Oh dear Morrisons what went wrong here? Your 59p milk chocolate digestives did not go down well at all. Sainsbury's own milk chocolate digestives may look good from the outside, but the same story doesn't follow on the inside unfortunately (Image: Grimsby Live)So I feel, quite strongly, that I, as a predator of digestive biscuits, was a victim of digestivian mimicry where a slightly less tasty species takes the general pattern and colouration of a more tasty species (of biscuit). In fact, when the recipe was invented by two Scottish doctors in 1839 (McVitie’s manufactured its own secret recipe, created by Sir Alexander Grant, in 1892), the supposed “digestive” benefit came from the dose of bicarbonate of soda which lightens the texture, and, they postulated, might help with acid reflux. These days, commercial forms of baking powder (bicarb mixed with acid) are used, which helps the biscuit rise a bit, but whether there was ever any real digestive benefit is debatable. Sadly, Morrisons came last on our list to find the best milk chocolate biscuit (Image: Grimsby Live) Maybe you like to dunk them in your tea just so they get that soft texture which is irresistibly s-crumb-tious. A staple in the biscuit barrel and often the first to go, the milk chocolate digestive has always been one of the nation’s favourite biscuits.

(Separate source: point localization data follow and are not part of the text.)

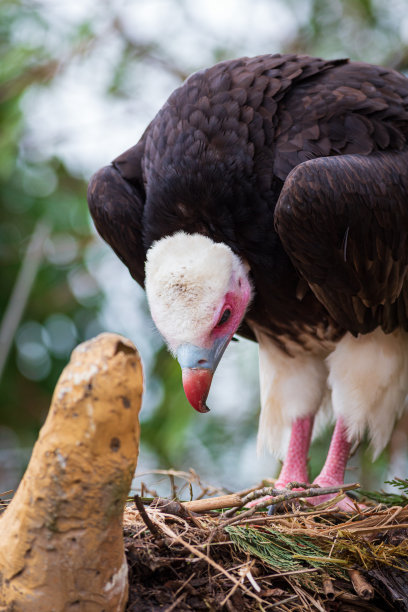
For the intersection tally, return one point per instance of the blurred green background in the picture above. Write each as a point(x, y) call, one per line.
point(79, 81)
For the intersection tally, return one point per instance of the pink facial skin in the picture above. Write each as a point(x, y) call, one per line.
point(237, 302)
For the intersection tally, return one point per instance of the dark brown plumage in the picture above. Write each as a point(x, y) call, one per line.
point(214, 161)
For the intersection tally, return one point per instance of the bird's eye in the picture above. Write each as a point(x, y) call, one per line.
point(225, 316)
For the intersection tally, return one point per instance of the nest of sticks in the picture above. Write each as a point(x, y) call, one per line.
point(213, 553)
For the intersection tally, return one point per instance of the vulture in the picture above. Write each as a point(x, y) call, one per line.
point(269, 198)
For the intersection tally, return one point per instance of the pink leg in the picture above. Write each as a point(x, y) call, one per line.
point(295, 465)
point(333, 470)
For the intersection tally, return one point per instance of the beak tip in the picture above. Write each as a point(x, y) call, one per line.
point(196, 385)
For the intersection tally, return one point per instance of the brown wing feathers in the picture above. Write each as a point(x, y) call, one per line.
point(344, 222)
point(216, 156)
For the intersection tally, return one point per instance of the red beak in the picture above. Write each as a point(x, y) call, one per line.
point(197, 383)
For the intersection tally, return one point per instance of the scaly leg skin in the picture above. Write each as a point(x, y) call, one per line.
point(333, 470)
point(294, 467)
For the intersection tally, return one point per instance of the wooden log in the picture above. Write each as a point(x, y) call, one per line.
point(61, 541)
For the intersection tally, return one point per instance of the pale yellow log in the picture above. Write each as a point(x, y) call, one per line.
point(61, 542)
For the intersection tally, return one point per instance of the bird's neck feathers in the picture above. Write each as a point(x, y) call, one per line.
point(187, 278)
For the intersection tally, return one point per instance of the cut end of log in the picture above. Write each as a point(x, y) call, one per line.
point(61, 540)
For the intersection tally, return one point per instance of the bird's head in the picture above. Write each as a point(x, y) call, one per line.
point(198, 291)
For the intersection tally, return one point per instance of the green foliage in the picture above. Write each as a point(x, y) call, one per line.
point(38, 186)
point(389, 499)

Read more: Aldi, Asda, M&S, Sainsbury's, Waitrose, Tesco mince pies tested - and the runner-up is just 29p each Some of the biscuits in this list contain palm oil, which may or may not be sustainably sourced. Some vegans choose to avoid palm oil that hasn’t been certified as sustainable because its production destroys the habitats of animals. Cross contamination Digestives are the sensible jersey of the biscuit world, comforting without being fancy. There are recipes for homemade versions on the internet but this seems an odd idea, much like those dough presses designed so you can spend hours sweating in the kitchen to make custard creams that look just like ones you buy, but at five times the cost. The thing that really got me, however, was the ‘dunkability’. The structural integrity of the biscuit did not hold up to Tesco’s promise and half of the biscuit ended up at the bottom of my cup of tea - which I’d been looking forward to all day, by the way.

This reminded me of Batesian and Mullerian mimicry that I learned about at school and more so at university.